The Great Gatsby cover
The American Dream

The Great Gatsby

A tragic story of obsession, wealth, and the American Dream, centered on Jay Gatsby's quest to reclaim a lost love and the moral decay hidden beneath the glittering surface of the Jazz Age.

Fitzgerald, F. Scott (Francis Scott) 2021 52 min

Nick Carraway, a Midwesterner bondsman, rents a cottage in West Egg next to the mysterious millionaire Jay Gatsby. Drawn into the world of his cousin Daisy and her brutish husband Tom, Nick becomes the confidant for Gatsby's singular, five-year obsession: to win back Daisy and recreate a perfect past, a dream that ultimately collides with reality and ends in violence.

Left with Jordan, Nick pressed her for details. She offered only fragments: Gatsby claimed an Oxford education, though she doubted it. Before she could elaborate, the orchestra leader announced a performance of “Vladmir Tostoff’s Jazz History of the World.” As the strange composition began, Nick spotted Gatsby standing alone on the marble steps, observing the festivities with approval but participating in none of it. He grew more composed as his guests grew wilder, and no one leaned against him or drew him into their circles.

A butler arrived to summon Jordan for a private word with Gatsby. She departed, and Nick drifted inside. The party had begun to curdle. A woman wept while singing at the piano, tears streaking her makeup, until she collapsed into a drunken sleep. Married couples argued openly. Wives accused husbands of selfishness; husbands pursued actresses while their spouses looked on in fury. The evening’s glamour had dissolved into squalor.

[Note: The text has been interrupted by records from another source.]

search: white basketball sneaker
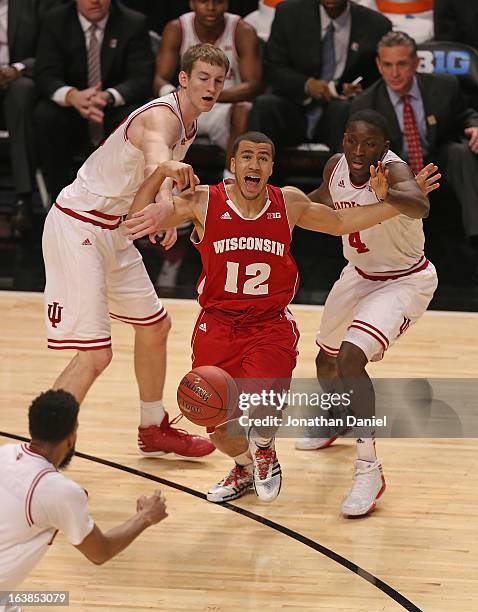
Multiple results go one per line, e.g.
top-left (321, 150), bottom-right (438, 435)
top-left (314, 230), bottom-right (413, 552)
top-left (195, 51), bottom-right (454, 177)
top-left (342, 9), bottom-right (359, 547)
top-left (295, 427), bottom-right (350, 450)
top-left (249, 438), bottom-right (282, 502)
top-left (341, 459), bottom-right (385, 516)
top-left (206, 463), bottom-right (253, 503)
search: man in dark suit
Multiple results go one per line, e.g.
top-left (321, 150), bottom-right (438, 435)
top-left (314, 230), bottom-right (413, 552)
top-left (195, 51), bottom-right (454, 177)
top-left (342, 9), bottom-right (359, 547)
top-left (35, 0), bottom-right (154, 198)
top-left (351, 32), bottom-right (478, 247)
top-left (0, 0), bottom-right (54, 234)
top-left (248, 0), bottom-right (392, 151)
top-left (434, 0), bottom-right (478, 50)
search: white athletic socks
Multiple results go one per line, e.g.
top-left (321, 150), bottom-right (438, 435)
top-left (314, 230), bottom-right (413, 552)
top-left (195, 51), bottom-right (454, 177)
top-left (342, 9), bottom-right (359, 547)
top-left (357, 438), bottom-right (377, 461)
top-left (139, 400), bottom-right (166, 427)
top-left (233, 450), bottom-right (252, 467)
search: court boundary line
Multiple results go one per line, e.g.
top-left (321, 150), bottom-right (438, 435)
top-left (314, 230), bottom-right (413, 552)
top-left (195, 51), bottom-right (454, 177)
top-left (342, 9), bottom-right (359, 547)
top-left (0, 431), bottom-right (423, 612)
top-left (0, 289), bottom-right (478, 317)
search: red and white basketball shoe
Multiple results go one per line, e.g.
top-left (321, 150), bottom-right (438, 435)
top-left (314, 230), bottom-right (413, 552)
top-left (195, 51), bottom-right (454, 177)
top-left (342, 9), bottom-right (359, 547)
top-left (138, 413), bottom-right (216, 457)
top-left (341, 459), bottom-right (385, 516)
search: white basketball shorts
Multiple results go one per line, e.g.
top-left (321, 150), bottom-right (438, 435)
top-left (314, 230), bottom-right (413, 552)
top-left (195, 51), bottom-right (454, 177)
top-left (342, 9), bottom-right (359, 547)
top-left (316, 262), bottom-right (438, 361)
top-left (43, 204), bottom-right (167, 351)
top-left (198, 102), bottom-right (232, 151)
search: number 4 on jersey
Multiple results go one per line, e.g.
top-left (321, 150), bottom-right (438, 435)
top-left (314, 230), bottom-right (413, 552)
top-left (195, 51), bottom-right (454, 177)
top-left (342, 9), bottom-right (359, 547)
top-left (349, 232), bottom-right (370, 253)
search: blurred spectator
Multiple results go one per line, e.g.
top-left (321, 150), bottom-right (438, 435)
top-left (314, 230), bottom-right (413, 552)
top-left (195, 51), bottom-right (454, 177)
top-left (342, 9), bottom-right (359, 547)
top-left (351, 32), bottom-right (478, 251)
top-left (435, 0), bottom-right (478, 50)
top-left (121, 0), bottom-right (258, 34)
top-left (35, 0), bottom-right (154, 198)
top-left (244, 0), bottom-right (284, 41)
top-left (355, 0), bottom-right (439, 44)
top-left (248, 0), bottom-right (392, 151)
top-left (154, 0), bottom-right (262, 177)
top-left (0, 0), bottom-right (55, 235)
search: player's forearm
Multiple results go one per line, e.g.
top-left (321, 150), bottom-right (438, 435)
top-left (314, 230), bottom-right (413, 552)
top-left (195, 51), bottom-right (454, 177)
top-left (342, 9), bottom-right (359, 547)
top-left (127, 168), bottom-right (166, 219)
top-left (92, 512), bottom-right (151, 565)
top-left (333, 202), bottom-right (400, 236)
top-left (385, 188), bottom-right (430, 219)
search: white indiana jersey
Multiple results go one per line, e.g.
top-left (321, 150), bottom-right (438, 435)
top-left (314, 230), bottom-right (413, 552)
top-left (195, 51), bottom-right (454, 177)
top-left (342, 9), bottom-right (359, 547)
top-left (329, 151), bottom-right (425, 274)
top-left (57, 91), bottom-right (197, 216)
top-left (0, 444), bottom-right (94, 591)
top-left (179, 12), bottom-right (241, 89)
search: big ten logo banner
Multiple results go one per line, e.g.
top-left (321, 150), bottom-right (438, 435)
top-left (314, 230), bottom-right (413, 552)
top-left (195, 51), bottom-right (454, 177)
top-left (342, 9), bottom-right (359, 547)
top-left (417, 49), bottom-right (471, 75)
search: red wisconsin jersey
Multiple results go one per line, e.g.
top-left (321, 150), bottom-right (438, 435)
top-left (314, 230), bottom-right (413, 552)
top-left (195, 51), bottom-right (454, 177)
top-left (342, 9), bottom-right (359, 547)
top-left (193, 182), bottom-right (299, 316)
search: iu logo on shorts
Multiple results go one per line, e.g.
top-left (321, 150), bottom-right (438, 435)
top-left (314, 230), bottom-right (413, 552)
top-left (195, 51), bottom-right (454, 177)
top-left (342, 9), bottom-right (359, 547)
top-left (48, 302), bottom-right (63, 327)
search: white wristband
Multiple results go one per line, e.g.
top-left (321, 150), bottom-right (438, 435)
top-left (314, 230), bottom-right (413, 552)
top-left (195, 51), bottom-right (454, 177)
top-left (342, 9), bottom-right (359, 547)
top-left (159, 83), bottom-right (176, 98)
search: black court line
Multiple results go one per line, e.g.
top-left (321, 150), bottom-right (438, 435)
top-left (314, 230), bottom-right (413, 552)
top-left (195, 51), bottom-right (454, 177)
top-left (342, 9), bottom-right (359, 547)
top-left (0, 431), bottom-right (423, 612)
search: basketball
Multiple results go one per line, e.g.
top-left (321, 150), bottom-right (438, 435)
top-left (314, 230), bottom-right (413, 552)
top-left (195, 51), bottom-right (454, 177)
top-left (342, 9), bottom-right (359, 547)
top-left (177, 366), bottom-right (238, 427)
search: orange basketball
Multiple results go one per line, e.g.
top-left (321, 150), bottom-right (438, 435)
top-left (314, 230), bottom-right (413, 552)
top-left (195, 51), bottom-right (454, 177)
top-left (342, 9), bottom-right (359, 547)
top-left (178, 366), bottom-right (238, 427)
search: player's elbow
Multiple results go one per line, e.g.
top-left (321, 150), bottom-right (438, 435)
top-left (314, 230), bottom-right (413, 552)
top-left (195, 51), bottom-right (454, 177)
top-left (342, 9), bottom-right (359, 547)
top-left (407, 196), bottom-right (430, 219)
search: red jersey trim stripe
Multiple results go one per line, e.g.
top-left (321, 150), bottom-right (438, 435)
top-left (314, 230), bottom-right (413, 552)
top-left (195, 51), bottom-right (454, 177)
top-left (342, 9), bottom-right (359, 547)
top-left (110, 307), bottom-right (168, 325)
top-left (48, 336), bottom-right (111, 344)
top-left (349, 323), bottom-right (387, 351)
top-left (55, 202), bottom-right (122, 230)
top-left (173, 91), bottom-right (197, 140)
top-left (352, 319), bottom-right (390, 347)
top-left (355, 255), bottom-right (430, 281)
top-left (25, 468), bottom-right (57, 527)
top-left (48, 342), bottom-right (111, 351)
top-left (315, 340), bottom-right (340, 357)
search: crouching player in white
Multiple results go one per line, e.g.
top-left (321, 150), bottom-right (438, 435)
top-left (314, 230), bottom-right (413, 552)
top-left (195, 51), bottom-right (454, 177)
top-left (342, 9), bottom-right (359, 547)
top-left (0, 389), bottom-right (168, 612)
top-left (43, 44), bottom-right (229, 457)
top-left (296, 110), bottom-right (440, 516)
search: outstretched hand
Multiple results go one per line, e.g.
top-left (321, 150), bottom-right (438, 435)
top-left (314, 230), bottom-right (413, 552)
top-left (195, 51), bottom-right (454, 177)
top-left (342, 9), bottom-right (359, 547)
top-left (370, 161), bottom-right (389, 200)
top-left (415, 164), bottom-right (441, 195)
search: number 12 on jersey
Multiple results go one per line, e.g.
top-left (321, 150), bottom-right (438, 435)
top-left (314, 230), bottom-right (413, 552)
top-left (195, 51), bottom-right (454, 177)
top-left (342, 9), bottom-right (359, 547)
top-left (224, 261), bottom-right (271, 295)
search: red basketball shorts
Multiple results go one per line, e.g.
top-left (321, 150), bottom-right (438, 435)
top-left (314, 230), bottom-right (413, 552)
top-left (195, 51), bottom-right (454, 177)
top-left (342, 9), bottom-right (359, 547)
top-left (191, 310), bottom-right (299, 433)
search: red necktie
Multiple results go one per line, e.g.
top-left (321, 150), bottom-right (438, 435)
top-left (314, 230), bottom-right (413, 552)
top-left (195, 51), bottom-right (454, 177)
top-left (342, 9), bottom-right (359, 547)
top-left (402, 95), bottom-right (423, 174)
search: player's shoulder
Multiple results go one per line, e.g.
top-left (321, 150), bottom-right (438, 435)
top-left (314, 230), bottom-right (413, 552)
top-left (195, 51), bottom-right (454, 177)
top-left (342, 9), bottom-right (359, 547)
top-left (323, 153), bottom-right (343, 183)
top-left (35, 471), bottom-right (88, 503)
top-left (234, 15), bottom-right (257, 40)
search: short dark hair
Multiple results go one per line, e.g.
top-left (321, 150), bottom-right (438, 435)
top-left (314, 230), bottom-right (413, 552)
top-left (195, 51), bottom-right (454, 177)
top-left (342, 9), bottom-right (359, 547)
top-left (181, 43), bottom-right (229, 76)
top-left (28, 389), bottom-right (80, 443)
top-left (377, 30), bottom-right (417, 57)
top-left (345, 109), bottom-right (390, 140)
top-left (232, 132), bottom-right (276, 159)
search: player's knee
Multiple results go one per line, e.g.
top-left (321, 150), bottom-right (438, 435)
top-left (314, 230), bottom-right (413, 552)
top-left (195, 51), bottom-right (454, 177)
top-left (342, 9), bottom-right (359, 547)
top-left (79, 348), bottom-right (113, 378)
top-left (337, 342), bottom-right (368, 378)
top-left (315, 350), bottom-right (337, 380)
top-left (134, 315), bottom-right (171, 346)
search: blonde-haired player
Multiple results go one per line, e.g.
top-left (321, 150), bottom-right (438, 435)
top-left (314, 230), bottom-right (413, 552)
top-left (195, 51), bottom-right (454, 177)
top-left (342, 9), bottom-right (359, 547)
top-left (43, 44), bottom-right (229, 456)
top-left (296, 110), bottom-right (439, 516)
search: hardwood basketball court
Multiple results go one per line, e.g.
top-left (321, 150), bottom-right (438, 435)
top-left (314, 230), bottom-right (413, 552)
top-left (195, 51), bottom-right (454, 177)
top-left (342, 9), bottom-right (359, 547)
top-left (0, 292), bottom-right (478, 612)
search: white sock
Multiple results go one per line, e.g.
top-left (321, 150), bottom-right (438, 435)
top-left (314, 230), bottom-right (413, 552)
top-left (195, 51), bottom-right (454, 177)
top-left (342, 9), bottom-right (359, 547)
top-left (357, 438), bottom-right (377, 461)
top-left (233, 450), bottom-right (252, 467)
top-left (139, 400), bottom-right (166, 427)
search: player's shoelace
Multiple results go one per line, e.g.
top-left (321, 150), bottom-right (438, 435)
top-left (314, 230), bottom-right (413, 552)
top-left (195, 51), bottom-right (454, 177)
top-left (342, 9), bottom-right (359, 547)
top-left (223, 465), bottom-right (249, 487)
top-left (169, 414), bottom-right (189, 437)
top-left (255, 448), bottom-right (275, 480)
top-left (353, 462), bottom-right (378, 494)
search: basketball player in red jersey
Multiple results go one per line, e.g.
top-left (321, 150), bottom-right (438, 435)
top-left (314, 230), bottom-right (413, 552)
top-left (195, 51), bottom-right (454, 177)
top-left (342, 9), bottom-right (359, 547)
top-left (296, 110), bottom-right (439, 516)
top-left (124, 132), bottom-right (430, 502)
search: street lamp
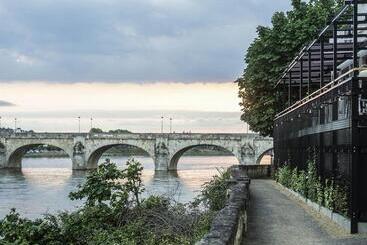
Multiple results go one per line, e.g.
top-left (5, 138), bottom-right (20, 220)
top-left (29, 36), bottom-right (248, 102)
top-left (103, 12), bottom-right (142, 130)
top-left (90, 117), bottom-right (93, 130)
top-left (14, 117), bottom-right (17, 133)
top-left (161, 116), bottom-right (163, 134)
top-left (78, 116), bottom-right (80, 133)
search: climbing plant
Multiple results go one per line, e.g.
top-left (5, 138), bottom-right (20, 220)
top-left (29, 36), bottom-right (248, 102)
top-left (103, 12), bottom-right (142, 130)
top-left (275, 160), bottom-right (349, 216)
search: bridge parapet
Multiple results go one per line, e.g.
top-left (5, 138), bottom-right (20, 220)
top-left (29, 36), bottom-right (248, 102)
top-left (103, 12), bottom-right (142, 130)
top-left (0, 133), bottom-right (273, 170)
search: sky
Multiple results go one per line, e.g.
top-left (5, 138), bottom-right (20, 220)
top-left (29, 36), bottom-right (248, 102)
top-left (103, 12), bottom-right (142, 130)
top-left (0, 0), bottom-right (290, 132)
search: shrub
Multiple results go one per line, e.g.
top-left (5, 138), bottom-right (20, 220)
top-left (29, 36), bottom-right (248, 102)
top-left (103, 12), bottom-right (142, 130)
top-left (275, 161), bottom-right (349, 216)
top-left (193, 169), bottom-right (230, 211)
top-left (306, 161), bottom-right (318, 202)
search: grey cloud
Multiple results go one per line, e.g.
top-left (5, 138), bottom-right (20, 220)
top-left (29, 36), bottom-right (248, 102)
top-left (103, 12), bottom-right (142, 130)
top-left (0, 0), bottom-right (289, 82)
top-left (0, 100), bottom-right (14, 106)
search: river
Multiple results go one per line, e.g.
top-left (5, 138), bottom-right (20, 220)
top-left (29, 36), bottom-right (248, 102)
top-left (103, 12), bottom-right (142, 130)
top-left (0, 156), bottom-right (238, 219)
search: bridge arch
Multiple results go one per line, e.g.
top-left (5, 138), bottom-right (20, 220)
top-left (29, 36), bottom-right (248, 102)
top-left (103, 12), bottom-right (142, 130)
top-left (168, 143), bottom-right (240, 170)
top-left (6, 143), bottom-right (72, 169)
top-left (87, 143), bottom-right (154, 169)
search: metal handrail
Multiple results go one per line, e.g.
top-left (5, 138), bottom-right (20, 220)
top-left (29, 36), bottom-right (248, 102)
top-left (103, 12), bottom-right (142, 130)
top-left (275, 67), bottom-right (367, 120)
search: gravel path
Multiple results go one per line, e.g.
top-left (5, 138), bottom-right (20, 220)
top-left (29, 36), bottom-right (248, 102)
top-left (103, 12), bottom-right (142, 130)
top-left (243, 180), bottom-right (367, 245)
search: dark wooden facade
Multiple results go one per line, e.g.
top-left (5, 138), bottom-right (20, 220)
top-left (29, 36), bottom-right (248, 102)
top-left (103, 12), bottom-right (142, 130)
top-left (274, 1), bottom-right (367, 233)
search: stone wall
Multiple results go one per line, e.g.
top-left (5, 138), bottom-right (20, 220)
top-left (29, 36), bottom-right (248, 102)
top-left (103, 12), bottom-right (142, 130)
top-left (196, 167), bottom-right (250, 245)
top-left (238, 165), bottom-right (274, 179)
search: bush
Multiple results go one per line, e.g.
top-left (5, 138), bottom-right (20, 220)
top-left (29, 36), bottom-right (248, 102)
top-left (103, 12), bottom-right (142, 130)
top-left (193, 169), bottom-right (230, 211)
top-left (275, 161), bottom-right (349, 216)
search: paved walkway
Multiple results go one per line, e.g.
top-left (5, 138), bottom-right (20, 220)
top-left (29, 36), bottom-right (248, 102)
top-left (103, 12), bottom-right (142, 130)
top-left (243, 180), bottom-right (367, 245)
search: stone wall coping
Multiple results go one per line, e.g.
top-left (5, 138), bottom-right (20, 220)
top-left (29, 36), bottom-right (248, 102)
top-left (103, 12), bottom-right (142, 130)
top-left (196, 168), bottom-right (250, 245)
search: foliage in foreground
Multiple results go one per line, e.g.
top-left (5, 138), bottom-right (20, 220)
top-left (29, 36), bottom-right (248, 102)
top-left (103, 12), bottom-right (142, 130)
top-left (275, 161), bottom-right (348, 216)
top-left (236, 0), bottom-right (343, 135)
top-left (0, 159), bottom-right (229, 245)
top-left (194, 169), bottom-right (230, 211)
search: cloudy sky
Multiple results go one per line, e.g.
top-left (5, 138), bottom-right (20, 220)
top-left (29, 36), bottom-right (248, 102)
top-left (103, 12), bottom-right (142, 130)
top-left (0, 0), bottom-right (289, 132)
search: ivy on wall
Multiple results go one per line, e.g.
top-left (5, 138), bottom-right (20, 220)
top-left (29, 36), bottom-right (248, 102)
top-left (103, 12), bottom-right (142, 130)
top-left (274, 161), bottom-right (349, 216)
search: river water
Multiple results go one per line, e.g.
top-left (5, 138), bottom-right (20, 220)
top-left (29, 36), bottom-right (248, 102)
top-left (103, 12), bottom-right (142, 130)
top-left (0, 156), bottom-right (238, 219)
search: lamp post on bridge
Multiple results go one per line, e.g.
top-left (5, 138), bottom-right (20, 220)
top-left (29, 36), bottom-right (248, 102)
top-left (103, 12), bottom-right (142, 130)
top-left (14, 117), bottom-right (17, 134)
top-left (90, 117), bottom-right (93, 130)
top-left (78, 116), bottom-right (80, 133)
top-left (161, 116), bottom-right (164, 134)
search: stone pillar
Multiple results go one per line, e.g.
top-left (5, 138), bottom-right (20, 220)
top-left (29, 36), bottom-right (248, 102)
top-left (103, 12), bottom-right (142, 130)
top-left (154, 138), bottom-right (169, 171)
top-left (72, 139), bottom-right (88, 170)
top-left (239, 143), bottom-right (256, 165)
top-left (0, 148), bottom-right (7, 168)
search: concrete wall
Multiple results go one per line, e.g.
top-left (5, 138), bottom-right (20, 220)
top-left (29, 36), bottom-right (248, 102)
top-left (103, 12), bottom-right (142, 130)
top-left (238, 165), bottom-right (274, 179)
top-left (196, 167), bottom-right (250, 245)
top-left (0, 133), bottom-right (273, 171)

When Jordan emerged from her private meeting, she paused to whisper that she had learned something astonishing, but she had promised secrecy. Nick joined the dwindling cluster of guests around Gatsby, who reminded him about the hydroplane. Then he walked down the drive toward home.

The night offered one final spectacle. Headlights illuminated a coupé in the ditch, missing a wheel. The Owl-Eyed man from the library stood beside it, bewildered but unhurt. He insisted he had not been driving—another man climbed out of the wreck, dazed and swaying, asking whether they had run out of fuel. When bystanders pointed to the severed wheel, the passenger suggested putting the car in reverse. Nick turned away. Behind him, Gatsby stood on his porch, hand raised in formal farewell, isolated in the glow of his still-lit mansion.

These parties, Nick later reflected, were incidental to his summer. Most days he worked at the Probity Trust, eating lunch with fellow clerks and dining alone at the Yale Club. He grew fond of New York’s restless energy, though he often felt a sharp loneliness among the crowds. He imagined himself into the lives of women he passed on the street, inventing connections that never materialized.